Jan. 21 (Bloomberg) -- Lawmakers and council members from Britain’s second city, Birmingham, are meeting the government in London today to discuss ways of overcoming a budget crisis that’s putting at risk basic services such as trash collection.
Birmingham City Council, the U.K.’s largest local authority, may need to pay out as much as 500 million pounds ($820 million) in compensation after losing a legal battle for paying women less than men.
Faced with government funding cuts amid the U.K.’s biggest austerity drive since World War II, the council has shed a third of its workforce since 2010. Efforts to save money include planting slow-growing grass to cut mowing, in a bid to save about 840 million pounds over the eight years to 2018.
“You have got the perfect storm,” Gisela Stuart, the opposition Labour Party lawmaker for Parliament’s Birmingham Edgbaston district, said in an interview. “You have a council that has, like many other councils, a problem with equal pay, and because they kept dragging their feet in terms of challenging the judgment, the hole they were in just got bigger and bigger.”
The cross-party Birmingham delegation will meet the Conservative local government minister, Brandon Lewis. The authority, now run by Labour, has been told it can’t borrow any more money from central government to plug its finances.
The council, which oversees a budget of 3.4 billion pounds for a population of more than 1 million, said in a statement accompanying its last budget that central-government grants to Birmingham have fallen by 14 percent, or 140 million pounds, over two years. Meanwhile, costs are forecast to increase by 315 million pounds over the six years to 2016-17.
Following a 2012 Supreme Court ruling, the city faces payments to tens of thousands of mostly women workers such as school cooks and social-care staff who were paid less than men for work of equal value over decades.

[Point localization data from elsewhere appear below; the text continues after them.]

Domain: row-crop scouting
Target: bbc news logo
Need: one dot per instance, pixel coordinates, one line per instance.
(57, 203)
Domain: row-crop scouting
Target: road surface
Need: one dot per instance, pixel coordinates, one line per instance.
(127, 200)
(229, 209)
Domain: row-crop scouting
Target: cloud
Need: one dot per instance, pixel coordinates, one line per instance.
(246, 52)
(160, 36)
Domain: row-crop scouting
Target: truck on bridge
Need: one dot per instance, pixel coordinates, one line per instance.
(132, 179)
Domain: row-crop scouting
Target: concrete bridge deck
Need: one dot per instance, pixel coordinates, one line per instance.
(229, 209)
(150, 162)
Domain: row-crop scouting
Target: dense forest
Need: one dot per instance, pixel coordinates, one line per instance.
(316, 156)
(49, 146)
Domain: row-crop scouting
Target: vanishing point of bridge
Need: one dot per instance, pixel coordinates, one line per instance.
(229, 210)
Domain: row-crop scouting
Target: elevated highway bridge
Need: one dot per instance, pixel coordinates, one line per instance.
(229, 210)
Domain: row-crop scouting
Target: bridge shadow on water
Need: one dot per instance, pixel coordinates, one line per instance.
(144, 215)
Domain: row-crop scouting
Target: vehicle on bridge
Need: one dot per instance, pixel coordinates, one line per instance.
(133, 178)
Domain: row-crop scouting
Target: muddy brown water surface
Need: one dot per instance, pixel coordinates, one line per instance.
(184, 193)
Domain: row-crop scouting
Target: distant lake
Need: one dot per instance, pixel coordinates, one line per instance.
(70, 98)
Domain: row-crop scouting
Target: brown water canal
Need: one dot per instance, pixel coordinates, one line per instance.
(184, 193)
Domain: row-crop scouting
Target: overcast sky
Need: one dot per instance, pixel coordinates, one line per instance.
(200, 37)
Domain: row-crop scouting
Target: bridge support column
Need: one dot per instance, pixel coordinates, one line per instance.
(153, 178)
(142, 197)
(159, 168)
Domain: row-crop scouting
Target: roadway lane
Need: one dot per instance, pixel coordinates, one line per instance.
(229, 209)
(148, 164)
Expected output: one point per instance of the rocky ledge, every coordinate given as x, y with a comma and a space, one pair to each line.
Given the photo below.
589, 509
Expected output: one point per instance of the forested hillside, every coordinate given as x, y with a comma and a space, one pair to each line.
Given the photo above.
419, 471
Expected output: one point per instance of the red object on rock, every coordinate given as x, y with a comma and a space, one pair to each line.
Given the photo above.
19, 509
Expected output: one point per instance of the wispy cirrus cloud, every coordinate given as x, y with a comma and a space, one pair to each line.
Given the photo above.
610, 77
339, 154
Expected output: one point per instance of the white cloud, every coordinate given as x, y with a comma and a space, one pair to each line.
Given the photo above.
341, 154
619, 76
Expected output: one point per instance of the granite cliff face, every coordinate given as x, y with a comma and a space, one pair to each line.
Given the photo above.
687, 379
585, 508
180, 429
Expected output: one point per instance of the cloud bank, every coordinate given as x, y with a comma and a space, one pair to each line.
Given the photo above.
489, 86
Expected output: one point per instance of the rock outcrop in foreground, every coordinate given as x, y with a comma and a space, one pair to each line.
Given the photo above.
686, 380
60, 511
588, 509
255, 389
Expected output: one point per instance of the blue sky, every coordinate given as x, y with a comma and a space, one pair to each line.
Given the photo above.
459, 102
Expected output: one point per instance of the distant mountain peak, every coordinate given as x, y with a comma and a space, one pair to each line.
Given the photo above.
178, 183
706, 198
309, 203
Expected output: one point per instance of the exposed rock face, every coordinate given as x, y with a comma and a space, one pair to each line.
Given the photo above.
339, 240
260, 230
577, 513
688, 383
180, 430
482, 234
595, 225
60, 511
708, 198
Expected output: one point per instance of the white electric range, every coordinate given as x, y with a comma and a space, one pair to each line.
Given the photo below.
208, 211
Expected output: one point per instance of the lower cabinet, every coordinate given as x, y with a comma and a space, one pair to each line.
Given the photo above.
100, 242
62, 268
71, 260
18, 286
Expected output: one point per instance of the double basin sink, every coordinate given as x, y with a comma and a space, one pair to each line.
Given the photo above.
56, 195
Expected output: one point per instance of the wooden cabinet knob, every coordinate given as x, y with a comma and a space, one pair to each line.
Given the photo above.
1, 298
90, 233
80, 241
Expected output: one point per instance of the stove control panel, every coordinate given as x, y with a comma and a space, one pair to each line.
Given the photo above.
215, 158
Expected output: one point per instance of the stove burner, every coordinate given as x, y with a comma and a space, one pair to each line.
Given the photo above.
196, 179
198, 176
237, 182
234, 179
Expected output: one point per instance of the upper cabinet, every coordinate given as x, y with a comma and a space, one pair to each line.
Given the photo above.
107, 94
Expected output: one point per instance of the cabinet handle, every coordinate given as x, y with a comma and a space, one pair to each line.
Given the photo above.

Lewis’s Department for Communities and Local Government argues that Birmingham receives 2,587 pounds per household in spending power from the central government, 400 pounds more than the national average.

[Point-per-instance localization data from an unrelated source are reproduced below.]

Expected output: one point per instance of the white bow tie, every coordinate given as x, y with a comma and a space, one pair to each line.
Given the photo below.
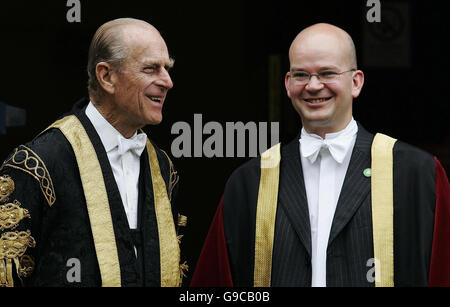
135, 144
338, 146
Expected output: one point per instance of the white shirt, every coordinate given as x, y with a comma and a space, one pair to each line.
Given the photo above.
323, 182
126, 168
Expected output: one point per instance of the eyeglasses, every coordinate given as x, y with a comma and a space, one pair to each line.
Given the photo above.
303, 77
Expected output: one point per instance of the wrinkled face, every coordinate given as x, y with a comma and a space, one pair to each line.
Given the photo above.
324, 107
142, 84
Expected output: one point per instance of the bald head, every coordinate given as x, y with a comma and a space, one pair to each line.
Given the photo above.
111, 44
323, 34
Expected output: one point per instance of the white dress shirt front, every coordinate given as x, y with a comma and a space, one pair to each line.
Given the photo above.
126, 167
323, 182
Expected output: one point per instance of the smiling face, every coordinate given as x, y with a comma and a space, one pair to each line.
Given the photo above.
323, 107
141, 85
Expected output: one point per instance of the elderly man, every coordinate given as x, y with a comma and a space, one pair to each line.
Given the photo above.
90, 201
337, 206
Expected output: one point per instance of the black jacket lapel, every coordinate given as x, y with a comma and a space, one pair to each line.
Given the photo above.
356, 187
292, 192
125, 248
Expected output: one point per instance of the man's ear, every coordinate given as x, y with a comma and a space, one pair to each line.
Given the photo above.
358, 82
106, 77
286, 83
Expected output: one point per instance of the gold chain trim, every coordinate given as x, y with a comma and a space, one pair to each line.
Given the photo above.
11, 214
32, 164
6, 187
13, 246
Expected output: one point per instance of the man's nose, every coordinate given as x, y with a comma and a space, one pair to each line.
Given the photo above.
314, 84
164, 79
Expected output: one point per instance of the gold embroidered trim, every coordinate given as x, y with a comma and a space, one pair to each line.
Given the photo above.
26, 266
96, 199
13, 246
265, 216
32, 164
11, 214
168, 241
182, 220
183, 269
6, 187
173, 178
383, 209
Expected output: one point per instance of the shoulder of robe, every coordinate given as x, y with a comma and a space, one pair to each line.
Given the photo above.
35, 159
414, 158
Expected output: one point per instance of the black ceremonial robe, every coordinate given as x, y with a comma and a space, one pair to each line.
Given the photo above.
58, 248
421, 224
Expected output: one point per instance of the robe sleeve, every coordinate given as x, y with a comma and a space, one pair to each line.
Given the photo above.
440, 255
213, 268
24, 184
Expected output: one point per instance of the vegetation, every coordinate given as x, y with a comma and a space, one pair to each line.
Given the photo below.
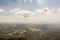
29, 32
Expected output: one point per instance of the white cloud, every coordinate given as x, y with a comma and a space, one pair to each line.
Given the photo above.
19, 12
1, 10
45, 12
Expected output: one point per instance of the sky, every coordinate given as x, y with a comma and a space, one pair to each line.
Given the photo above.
30, 11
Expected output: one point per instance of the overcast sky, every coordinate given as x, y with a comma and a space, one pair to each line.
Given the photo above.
31, 11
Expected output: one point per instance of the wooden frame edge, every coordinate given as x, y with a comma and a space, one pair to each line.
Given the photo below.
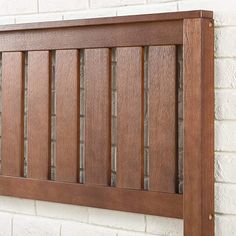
198, 43
121, 199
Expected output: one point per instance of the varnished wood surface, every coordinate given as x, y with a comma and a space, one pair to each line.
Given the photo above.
39, 132
12, 114
162, 119
67, 115
97, 117
130, 114
198, 128
146, 202
130, 34
110, 20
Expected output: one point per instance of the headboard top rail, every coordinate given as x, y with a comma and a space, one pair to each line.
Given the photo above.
170, 16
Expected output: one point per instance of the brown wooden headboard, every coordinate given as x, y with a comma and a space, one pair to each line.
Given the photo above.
89, 113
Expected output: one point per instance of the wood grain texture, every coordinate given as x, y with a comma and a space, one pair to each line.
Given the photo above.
12, 114
198, 128
39, 133
130, 114
168, 16
146, 33
162, 119
67, 115
146, 202
97, 117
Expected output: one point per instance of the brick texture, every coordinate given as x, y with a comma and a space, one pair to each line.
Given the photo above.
35, 218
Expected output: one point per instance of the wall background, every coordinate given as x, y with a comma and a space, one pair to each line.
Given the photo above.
19, 217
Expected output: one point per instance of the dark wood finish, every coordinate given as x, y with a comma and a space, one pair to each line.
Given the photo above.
97, 117
110, 20
67, 115
146, 33
198, 128
165, 204
12, 114
162, 32
162, 119
39, 115
130, 123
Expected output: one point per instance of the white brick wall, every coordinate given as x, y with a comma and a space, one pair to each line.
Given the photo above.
36, 218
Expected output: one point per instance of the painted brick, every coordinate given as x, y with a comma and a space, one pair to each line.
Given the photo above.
14, 7
225, 225
108, 12
164, 226
62, 211
225, 104
225, 135
148, 9
225, 73
5, 224
17, 205
117, 219
128, 233
211, 5
114, 3
38, 18
75, 229
225, 38
225, 19
6, 20
225, 198
35, 226
62, 5
160, 1
225, 166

“There can be no blank check from national taxpayers to bail out the council, given most other local authorities resolved these issues years ago,” Lewis said in a statement.

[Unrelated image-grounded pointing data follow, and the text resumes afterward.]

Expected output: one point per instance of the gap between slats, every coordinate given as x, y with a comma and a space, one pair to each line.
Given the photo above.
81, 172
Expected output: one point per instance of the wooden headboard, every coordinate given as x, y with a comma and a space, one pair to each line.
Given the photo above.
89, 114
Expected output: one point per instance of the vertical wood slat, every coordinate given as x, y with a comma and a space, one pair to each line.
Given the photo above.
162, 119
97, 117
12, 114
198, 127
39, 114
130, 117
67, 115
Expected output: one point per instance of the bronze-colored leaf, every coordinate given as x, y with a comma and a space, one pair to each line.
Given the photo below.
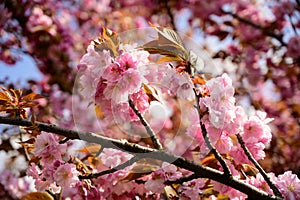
151, 93
93, 149
37, 196
108, 40
169, 59
31, 96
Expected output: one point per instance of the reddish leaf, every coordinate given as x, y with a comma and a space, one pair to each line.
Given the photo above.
32, 96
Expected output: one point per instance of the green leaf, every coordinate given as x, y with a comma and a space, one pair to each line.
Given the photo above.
32, 96
108, 40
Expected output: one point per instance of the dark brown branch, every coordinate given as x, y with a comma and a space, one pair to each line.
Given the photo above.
257, 26
144, 152
183, 179
207, 140
119, 167
257, 165
148, 128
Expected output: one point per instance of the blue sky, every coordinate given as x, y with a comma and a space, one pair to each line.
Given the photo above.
22, 71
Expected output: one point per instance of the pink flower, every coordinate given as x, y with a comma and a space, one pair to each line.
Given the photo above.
156, 185
293, 47
221, 101
178, 84
66, 175
289, 185
192, 189
47, 147
259, 182
112, 158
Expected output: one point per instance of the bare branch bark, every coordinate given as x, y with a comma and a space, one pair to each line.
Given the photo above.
145, 152
208, 142
149, 130
257, 165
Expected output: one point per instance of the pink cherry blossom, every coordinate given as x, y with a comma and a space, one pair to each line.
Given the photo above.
192, 189
66, 175
221, 102
112, 158
259, 182
293, 47
48, 148
178, 84
289, 185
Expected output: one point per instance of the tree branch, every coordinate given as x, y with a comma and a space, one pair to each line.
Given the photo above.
119, 167
257, 165
145, 152
149, 130
208, 142
257, 26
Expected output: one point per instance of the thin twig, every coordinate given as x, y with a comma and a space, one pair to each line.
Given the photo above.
257, 26
257, 165
109, 171
183, 179
145, 152
21, 132
293, 25
148, 128
207, 140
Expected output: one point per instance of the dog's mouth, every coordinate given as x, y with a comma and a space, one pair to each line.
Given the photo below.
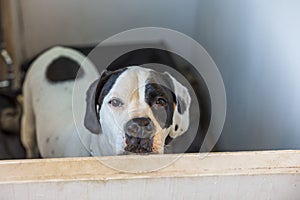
138, 145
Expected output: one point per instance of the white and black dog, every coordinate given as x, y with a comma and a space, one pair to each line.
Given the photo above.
131, 110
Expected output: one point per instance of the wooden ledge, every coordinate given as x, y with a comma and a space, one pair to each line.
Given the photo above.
151, 166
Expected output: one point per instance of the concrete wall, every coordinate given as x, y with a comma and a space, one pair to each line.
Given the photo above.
254, 43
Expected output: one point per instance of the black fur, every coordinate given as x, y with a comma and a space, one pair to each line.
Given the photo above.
163, 114
63, 69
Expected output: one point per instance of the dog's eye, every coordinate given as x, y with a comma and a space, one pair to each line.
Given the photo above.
161, 102
116, 102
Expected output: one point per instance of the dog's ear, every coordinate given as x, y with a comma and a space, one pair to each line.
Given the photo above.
91, 118
181, 112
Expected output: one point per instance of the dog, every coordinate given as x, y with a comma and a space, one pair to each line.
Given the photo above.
10, 114
130, 110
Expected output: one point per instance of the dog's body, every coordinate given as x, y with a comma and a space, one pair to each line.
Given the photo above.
130, 110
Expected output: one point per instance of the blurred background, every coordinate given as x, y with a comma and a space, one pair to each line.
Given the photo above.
254, 43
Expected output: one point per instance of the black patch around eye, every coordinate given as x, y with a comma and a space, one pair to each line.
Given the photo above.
63, 69
181, 107
163, 114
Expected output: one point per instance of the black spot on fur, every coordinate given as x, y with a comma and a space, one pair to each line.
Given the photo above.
176, 127
160, 85
63, 69
181, 107
163, 114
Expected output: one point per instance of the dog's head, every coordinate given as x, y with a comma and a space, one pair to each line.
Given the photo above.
136, 109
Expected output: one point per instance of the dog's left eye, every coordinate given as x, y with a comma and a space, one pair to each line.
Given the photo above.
161, 102
116, 102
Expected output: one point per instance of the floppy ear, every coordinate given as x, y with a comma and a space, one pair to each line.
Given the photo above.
91, 118
181, 112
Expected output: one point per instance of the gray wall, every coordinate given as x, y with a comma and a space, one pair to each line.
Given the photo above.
255, 44
90, 21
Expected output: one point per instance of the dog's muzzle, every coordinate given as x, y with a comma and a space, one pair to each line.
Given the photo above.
139, 135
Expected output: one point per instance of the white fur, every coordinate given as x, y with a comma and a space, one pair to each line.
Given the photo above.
48, 110
47, 122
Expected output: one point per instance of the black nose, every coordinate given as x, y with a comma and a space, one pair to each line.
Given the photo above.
141, 127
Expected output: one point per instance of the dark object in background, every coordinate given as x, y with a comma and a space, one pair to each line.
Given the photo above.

Birmingham is looking at selling big-ticket assets that have a total value of as much as 5 billion pounds. Those include the 186,000 square-meter National Exhibition Centre; a downtown convention center known as the ICC; the LG Arena, the National Indoor Arena; a stake in Birmingham Airport Holdings Ltd. and museums, sports and leisure facilities.
A council spokesman, speaking on condition of anonymity, would not give details of how quickly the city has to meet its funding needs or which buildings may be offered for sale.
“They are doing the right thing by looking at the assets they can sell, without giving a list of those assets because that would lead to a fire sale.” Stuart said. The “real big prize” for the city, she said, is what concessions it can get from the central government before national elections in 2015.
Richard Taffler, a professor of finance at Warwick Business School to the south of Birmingham, said interest in the city’s assets may come from private equity funds, pension funds, and property investors, though there’s no publicly available figure for how much the assets are worth individually.
Even so, options may be limited by the local economic importance of properties such as the NEC, located next to the airport, which pumps as much as 3 billion pounds a year into the area and supports 29,000 jobs, Taffler said in an interview.
“Birmingham City Council has a continuing large deficit, which has to be funded independent of its immediate needs to meet the equal-pay obligation,” he said. “In the case of the NEC, this is a major driver of the local economy and any mooted sale needs to ensure that the economic interests of the West Midlands are safeguarded.”